Ingat Indahnya Bermain Layang-Layang Saat Kecil? Kembalikan Kenangan Indah Itu di Sini

Permainan layang-layang, atau biasa disebut layangan amat lekat dengan kehidupan masyarakat Indonesia, terutama mereka yang tumbuh di lingkungan pedesaan.

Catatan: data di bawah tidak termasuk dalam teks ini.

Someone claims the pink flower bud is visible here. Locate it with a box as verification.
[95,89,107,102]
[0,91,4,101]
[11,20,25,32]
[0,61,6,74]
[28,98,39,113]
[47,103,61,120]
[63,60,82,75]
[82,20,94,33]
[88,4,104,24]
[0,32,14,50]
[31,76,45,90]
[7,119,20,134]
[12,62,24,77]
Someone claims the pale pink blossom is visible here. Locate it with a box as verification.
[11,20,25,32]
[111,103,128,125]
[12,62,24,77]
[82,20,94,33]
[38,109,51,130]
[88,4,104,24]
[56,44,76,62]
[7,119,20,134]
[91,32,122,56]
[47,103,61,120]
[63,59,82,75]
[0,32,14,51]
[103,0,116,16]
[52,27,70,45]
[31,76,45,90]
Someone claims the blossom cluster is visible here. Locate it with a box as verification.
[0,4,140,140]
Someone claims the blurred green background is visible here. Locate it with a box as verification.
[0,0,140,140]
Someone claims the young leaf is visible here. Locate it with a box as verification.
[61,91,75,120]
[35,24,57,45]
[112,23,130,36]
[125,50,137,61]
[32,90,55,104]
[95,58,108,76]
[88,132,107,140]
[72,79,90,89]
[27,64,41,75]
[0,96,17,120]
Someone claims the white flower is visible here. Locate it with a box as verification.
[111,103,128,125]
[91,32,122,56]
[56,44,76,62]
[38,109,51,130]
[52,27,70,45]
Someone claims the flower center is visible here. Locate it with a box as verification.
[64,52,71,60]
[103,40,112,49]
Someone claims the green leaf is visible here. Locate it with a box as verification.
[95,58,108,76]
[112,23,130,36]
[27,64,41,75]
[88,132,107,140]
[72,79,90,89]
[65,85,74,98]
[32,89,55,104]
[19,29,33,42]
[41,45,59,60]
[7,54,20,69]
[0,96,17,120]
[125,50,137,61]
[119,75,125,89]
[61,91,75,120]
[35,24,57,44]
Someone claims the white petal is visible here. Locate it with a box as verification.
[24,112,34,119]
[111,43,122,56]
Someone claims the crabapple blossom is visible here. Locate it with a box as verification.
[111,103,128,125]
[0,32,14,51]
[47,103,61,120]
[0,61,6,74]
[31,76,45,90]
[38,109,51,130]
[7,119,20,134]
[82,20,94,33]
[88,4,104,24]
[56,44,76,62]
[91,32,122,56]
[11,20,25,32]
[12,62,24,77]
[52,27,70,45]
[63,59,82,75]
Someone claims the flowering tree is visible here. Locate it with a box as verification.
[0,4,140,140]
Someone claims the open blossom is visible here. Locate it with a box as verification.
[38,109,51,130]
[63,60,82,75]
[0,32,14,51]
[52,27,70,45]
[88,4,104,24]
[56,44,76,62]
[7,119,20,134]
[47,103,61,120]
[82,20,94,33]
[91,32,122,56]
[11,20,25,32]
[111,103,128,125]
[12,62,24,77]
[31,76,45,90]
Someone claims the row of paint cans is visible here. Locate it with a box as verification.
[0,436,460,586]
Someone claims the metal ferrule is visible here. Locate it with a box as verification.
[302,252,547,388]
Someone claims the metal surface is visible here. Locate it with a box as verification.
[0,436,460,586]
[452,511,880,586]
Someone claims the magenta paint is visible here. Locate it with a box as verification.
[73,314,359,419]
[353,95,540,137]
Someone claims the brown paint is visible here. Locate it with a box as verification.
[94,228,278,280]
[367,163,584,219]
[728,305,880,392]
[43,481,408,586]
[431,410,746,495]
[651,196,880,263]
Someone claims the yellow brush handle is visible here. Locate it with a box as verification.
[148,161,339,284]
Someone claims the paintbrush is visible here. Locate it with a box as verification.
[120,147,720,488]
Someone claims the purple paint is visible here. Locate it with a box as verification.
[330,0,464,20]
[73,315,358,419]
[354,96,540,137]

Begitu pindah ke koota besar, keberadaan layangan makin sedikit, bahkan bisa dibilang nihil. Padahal layang-layang selalu membawa kita bernostalgia pada kenangan-kenangan manis di masa kecil.

Baca juga:
Di Museum Ini Kamu Bisa Berfoto dengan Banyak Tokoh Nasional dan Dunia
Mau Belajar Membatik yang Murah? Ya di Sini Tempatnya

Walau tak bisa lagi bermain layangan, namun justru kita bisa belajar langsung membuat mainan ini. Tidak perlu jauh-jauh ke luar kota lantaran tempat belajarnya ada di bilangan Jakarta Selatan, tepatnya di Museum Layang-Layang

Museum yang berlokasi Jalan Haji Kamang no. 38, Pondok Labu, Jakarta Selatan ini telah lebih dari 10 tahun membuka kelas untuk belajar membuat layangan.

Hingga saat ini yang menjadi peserta kelas pembuatan layangan memang didominasi oleh anak-anak. Padahal, pihak pengelola museum sendiri bersedia memberikan materi pembuatan layangan untuk dewasa.

Materi di kelas dibagi menjadi dua. Untuk peserta balita dan siswa TK, layangan yang dibuat berbahan kertas sederhana. Pengelola sudah memberikan pola layangan di kertas itu, sehingga peserta tinggal memberi lem dan memasang tali.

Layang-layang di kelas untuk para balita ini tidak menggunakan bilah kayu. Tujuannya, mereka mengenal konsep layangan secara umum.

Sedangkan untuk peserta yang lebih dewasa, tantangannya lebih kompleks. Mereka diajarkan untuk membuat pola, memotong bilah kayu yang menjadi kerangka layangan. Tidak hanya itu, peserta juga harus menimbang berat kayu dengan benang hingga benar-benar presisi sebelum dirangkai menjadi layangan.

Tantangan tidak berhenti di situ saja. Peserta harus menghias karya mereka agar terlihat lebih menarik. Terakhir, layangan yang mereka buat harus mereka terbangkan sendiri.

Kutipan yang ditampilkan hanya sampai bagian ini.